Technical Program

Paper Detail

Paper: PS-1A.35
Session: Poster Session 1A
Location: Symphony/Overture
Session Time: Thursday, September 6, 16:30 - 18:30
Presentation Time:Thursday, September 6, 16:30 - 18:30
Presentation: Poster
Paper Title: Shaping Model-Free Reinforcement-Learning with Model-Based Pseudorewards
Manuscript:  Click here to view manuscript
Authors: Paul Krueger, Thomas Griffiths, Princeton University, United States
Abstract: Model-free and model-based reinforcement-learning provide a successful framework for understanding human behavior and neural data. These two systems are usually thought to compete for control of behavior. However, it has also been proposed that they can be integrated cooperatively. The Dyna algorithm uses MB replay of past experience to train the MF system, and has inspired research examining whether human learners do something similar. Here we introduce an approach that links MF and MB learning in a new way: via the reward function. Given a model of the learning environment, dynamic programming is used to iteratively approximate state values that monotonically converge to state values under the optimal decision policy.
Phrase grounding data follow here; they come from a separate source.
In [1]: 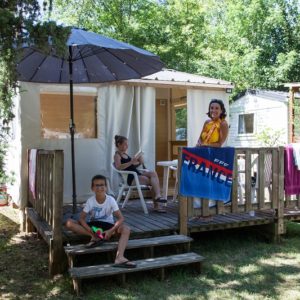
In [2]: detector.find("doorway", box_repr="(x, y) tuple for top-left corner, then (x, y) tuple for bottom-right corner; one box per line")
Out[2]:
(155, 88), (187, 176)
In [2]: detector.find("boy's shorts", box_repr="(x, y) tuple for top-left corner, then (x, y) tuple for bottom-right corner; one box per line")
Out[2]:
(87, 221), (114, 231)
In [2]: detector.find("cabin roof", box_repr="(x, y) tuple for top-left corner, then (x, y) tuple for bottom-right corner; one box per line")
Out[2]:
(233, 89), (292, 103)
(121, 69), (234, 89)
(284, 82), (300, 88)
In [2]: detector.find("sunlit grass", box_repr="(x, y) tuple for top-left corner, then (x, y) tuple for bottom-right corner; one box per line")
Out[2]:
(1, 206), (300, 299)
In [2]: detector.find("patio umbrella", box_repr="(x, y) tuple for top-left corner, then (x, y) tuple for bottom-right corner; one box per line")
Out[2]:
(17, 28), (164, 213)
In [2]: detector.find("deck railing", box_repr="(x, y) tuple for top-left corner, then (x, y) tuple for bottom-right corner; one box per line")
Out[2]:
(26, 149), (64, 275)
(177, 146), (297, 236)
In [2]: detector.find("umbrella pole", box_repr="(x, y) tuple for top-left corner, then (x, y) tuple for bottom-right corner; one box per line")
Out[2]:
(69, 46), (77, 214)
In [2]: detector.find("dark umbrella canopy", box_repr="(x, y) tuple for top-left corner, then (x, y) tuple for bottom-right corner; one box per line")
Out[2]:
(17, 28), (164, 83)
(17, 28), (164, 213)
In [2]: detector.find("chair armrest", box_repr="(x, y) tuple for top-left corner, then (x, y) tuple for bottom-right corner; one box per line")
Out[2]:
(117, 169), (137, 175)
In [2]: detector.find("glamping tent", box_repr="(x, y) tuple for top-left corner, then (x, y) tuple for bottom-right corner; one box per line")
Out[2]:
(7, 69), (233, 207)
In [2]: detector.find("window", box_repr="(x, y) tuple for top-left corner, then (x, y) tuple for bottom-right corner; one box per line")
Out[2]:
(40, 94), (97, 139)
(174, 105), (187, 141)
(238, 113), (254, 134)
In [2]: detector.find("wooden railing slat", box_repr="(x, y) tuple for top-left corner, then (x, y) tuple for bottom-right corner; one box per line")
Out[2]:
(231, 151), (239, 213)
(272, 149), (279, 209)
(245, 151), (252, 212)
(258, 150), (265, 209)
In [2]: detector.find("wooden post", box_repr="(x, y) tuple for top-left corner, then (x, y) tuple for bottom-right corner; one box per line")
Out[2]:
(245, 150), (252, 212)
(49, 150), (65, 276)
(73, 278), (82, 296)
(258, 150), (265, 209)
(288, 88), (294, 143)
(177, 147), (188, 235)
(276, 147), (285, 238)
(271, 149), (278, 209)
(231, 151), (239, 213)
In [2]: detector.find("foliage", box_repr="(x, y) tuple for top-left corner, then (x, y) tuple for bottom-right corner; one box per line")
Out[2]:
(175, 107), (187, 129)
(52, 0), (300, 97)
(256, 127), (286, 146)
(2, 0), (300, 181)
(0, 1), (69, 184)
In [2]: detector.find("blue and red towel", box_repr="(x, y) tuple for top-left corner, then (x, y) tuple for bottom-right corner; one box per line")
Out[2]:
(179, 147), (235, 202)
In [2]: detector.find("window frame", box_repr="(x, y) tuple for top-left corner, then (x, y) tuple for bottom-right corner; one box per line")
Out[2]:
(238, 113), (255, 135)
(40, 93), (98, 139)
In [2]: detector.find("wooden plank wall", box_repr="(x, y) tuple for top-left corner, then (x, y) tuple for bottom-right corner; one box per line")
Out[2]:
(27, 149), (64, 275)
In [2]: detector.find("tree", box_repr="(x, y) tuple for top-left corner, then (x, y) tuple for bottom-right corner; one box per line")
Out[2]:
(0, 0), (69, 183)
(52, 0), (300, 94)
(52, 0), (207, 73)
(197, 0), (300, 94)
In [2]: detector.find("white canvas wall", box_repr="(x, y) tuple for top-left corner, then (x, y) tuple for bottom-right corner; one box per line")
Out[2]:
(228, 94), (288, 147)
(8, 82), (155, 207)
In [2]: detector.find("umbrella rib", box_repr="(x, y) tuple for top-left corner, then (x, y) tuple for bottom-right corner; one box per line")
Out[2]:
(101, 47), (162, 77)
(87, 47), (139, 80)
(17, 47), (36, 64)
(28, 55), (48, 82)
(72, 45), (94, 61)
(77, 47), (91, 82)
(59, 58), (64, 83)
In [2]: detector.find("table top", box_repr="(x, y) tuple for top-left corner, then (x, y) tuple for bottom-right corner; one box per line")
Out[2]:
(157, 160), (178, 167)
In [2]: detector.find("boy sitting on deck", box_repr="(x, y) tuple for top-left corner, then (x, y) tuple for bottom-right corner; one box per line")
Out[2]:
(65, 174), (136, 268)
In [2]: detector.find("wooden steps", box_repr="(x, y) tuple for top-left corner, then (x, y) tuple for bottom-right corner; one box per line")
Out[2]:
(70, 252), (204, 295)
(65, 234), (204, 295)
(64, 234), (192, 267)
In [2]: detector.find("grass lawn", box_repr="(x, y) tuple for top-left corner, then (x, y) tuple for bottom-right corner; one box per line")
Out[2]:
(0, 205), (300, 300)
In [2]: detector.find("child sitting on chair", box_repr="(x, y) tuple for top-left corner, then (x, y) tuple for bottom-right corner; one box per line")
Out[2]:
(65, 174), (136, 268)
(114, 135), (167, 213)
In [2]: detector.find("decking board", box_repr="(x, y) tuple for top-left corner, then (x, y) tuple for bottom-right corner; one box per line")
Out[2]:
(62, 199), (300, 242)
(70, 252), (203, 278)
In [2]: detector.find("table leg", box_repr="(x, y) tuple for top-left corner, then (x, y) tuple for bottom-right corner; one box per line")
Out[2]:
(162, 166), (170, 199)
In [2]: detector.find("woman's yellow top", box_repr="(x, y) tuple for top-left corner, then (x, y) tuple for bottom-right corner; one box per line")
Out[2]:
(200, 119), (221, 145)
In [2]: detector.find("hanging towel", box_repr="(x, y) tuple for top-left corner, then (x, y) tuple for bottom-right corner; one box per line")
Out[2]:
(180, 146), (235, 202)
(291, 143), (300, 170)
(29, 149), (37, 199)
(284, 145), (300, 195)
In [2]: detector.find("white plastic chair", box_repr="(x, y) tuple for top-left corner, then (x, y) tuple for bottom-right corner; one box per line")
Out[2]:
(111, 163), (150, 214)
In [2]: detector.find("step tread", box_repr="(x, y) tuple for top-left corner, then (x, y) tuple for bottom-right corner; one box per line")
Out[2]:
(70, 252), (204, 278)
(64, 234), (193, 256)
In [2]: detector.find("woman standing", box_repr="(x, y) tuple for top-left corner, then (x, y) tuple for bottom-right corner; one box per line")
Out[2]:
(114, 135), (167, 213)
(196, 99), (229, 147)
(194, 99), (229, 213)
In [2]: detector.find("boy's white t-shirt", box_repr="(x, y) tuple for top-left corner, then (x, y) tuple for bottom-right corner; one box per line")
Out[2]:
(83, 194), (119, 224)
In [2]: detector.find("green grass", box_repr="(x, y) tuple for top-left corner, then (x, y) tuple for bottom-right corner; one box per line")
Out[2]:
(1, 206), (300, 299)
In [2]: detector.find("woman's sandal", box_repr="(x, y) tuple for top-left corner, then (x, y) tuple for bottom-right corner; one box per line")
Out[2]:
(154, 197), (167, 204)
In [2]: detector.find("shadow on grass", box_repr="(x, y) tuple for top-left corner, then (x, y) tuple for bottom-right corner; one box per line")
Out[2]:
(1, 209), (300, 299)
(0, 212), (73, 299)
(187, 223), (300, 299)
(67, 222), (300, 299)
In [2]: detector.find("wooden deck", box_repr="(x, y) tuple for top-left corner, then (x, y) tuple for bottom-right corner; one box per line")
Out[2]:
(24, 148), (300, 276)
(63, 199), (300, 242)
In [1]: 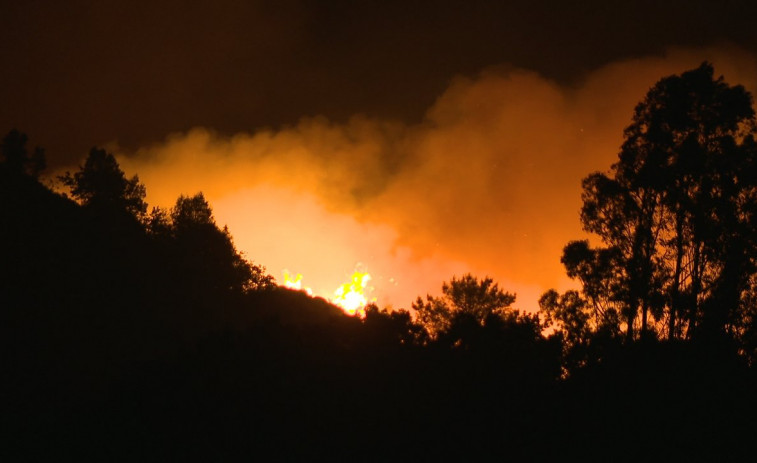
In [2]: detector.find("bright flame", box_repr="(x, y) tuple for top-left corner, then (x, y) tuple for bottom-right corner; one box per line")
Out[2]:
(282, 270), (313, 296)
(280, 269), (374, 317)
(332, 271), (374, 317)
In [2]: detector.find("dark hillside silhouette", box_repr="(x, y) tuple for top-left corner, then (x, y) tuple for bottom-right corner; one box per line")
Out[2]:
(60, 147), (147, 219)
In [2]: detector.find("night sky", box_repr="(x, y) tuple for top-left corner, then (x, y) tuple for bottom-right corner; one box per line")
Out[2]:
(4, 0), (757, 310)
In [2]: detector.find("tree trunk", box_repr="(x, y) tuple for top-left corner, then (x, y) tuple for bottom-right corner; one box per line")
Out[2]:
(686, 244), (702, 339)
(625, 298), (636, 342)
(704, 245), (745, 337)
(669, 216), (684, 339)
(641, 301), (648, 337)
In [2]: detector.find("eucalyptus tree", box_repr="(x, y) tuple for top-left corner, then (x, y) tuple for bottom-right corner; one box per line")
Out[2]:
(561, 63), (757, 342)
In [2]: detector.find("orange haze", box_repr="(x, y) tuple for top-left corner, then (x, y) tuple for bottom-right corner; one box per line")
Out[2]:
(112, 46), (757, 313)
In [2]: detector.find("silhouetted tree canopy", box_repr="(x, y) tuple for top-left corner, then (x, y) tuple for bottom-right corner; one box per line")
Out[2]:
(171, 193), (215, 229)
(413, 273), (520, 337)
(166, 192), (274, 293)
(549, 63), (757, 354)
(60, 147), (147, 218)
(0, 129), (45, 177)
(363, 303), (424, 347)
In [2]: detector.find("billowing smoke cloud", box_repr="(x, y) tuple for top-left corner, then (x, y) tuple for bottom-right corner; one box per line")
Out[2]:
(114, 46), (757, 312)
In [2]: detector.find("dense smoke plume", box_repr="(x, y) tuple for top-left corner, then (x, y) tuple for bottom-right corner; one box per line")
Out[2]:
(112, 46), (757, 311)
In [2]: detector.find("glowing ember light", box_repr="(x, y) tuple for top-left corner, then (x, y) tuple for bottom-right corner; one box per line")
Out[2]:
(279, 269), (375, 317)
(282, 270), (313, 296)
(332, 271), (374, 317)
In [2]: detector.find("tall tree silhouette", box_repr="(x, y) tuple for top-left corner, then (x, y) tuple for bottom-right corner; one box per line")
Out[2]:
(60, 147), (147, 218)
(0, 129), (46, 177)
(564, 62), (757, 342)
(168, 193), (273, 293)
(559, 240), (624, 332)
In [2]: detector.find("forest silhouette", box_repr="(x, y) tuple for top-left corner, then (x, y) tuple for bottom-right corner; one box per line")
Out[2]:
(2, 63), (757, 460)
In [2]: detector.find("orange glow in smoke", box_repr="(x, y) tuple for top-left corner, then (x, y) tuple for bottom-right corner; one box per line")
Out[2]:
(116, 48), (757, 315)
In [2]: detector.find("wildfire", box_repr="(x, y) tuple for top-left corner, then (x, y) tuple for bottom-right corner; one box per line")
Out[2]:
(281, 269), (374, 317)
(332, 271), (373, 317)
(282, 270), (313, 296)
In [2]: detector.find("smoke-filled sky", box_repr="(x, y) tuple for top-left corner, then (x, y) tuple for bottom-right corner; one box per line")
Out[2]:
(4, 1), (757, 311)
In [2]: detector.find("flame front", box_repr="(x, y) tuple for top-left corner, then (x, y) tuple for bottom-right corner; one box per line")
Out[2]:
(282, 270), (313, 296)
(332, 271), (373, 317)
(280, 269), (374, 317)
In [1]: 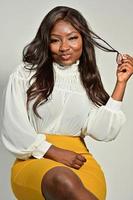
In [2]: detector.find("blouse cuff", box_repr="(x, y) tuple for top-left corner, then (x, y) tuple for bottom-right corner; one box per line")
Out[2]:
(29, 134), (52, 159)
(105, 97), (122, 111)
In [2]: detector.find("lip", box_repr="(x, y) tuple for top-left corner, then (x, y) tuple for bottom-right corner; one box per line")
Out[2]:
(60, 54), (71, 60)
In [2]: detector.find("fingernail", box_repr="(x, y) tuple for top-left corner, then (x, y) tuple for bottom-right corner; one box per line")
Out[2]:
(122, 54), (127, 59)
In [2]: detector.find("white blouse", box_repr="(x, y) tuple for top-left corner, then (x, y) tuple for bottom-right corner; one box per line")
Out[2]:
(1, 61), (126, 160)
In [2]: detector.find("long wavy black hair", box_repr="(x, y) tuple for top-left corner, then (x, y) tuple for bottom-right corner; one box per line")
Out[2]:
(23, 6), (119, 118)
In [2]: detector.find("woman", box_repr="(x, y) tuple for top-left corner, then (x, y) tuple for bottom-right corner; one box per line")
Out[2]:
(1, 6), (133, 200)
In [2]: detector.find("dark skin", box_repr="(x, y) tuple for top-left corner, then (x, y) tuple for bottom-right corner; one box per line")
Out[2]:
(41, 20), (133, 200)
(41, 20), (98, 200)
(45, 20), (87, 171)
(41, 166), (99, 200)
(44, 145), (87, 170)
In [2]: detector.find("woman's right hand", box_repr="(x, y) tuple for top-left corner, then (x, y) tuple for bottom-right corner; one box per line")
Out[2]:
(44, 145), (86, 169)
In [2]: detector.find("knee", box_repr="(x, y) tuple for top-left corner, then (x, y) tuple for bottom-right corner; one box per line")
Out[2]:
(41, 166), (83, 198)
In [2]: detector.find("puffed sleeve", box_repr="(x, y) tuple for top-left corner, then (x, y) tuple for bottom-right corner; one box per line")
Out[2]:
(82, 97), (126, 141)
(1, 64), (52, 160)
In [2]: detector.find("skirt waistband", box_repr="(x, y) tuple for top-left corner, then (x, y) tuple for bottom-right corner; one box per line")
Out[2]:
(45, 134), (89, 154)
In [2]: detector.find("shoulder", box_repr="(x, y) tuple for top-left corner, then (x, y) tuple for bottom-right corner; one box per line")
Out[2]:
(11, 62), (36, 81)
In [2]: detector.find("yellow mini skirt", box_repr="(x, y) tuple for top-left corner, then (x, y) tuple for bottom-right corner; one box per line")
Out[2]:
(11, 134), (106, 200)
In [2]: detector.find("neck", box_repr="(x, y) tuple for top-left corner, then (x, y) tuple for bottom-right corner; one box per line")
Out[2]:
(53, 60), (79, 69)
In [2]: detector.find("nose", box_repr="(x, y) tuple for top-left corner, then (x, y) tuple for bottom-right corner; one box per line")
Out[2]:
(59, 40), (70, 52)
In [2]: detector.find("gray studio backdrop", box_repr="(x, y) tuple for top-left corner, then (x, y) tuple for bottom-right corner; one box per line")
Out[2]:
(0, 0), (133, 199)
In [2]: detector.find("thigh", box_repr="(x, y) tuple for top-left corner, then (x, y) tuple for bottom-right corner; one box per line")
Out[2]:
(11, 154), (106, 200)
(70, 153), (107, 200)
(11, 158), (65, 200)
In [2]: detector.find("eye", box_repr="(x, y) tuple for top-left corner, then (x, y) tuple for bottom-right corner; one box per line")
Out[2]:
(50, 38), (59, 43)
(69, 36), (78, 40)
Pseudorewards are calculated from these values and used to shape the reward function of a MF learner in a way that is guaranteed not to change the optimal policy. We show that this method offers computational advantages over Dyna. It also offers a new way to think about integrating MF and MB RL: our knowledge of the world doesn't just provide a source of simulated experience for training our instincts; it shapes the rewards that those instincts latch onto. We discuss psychological phenomena that this theory could apply to.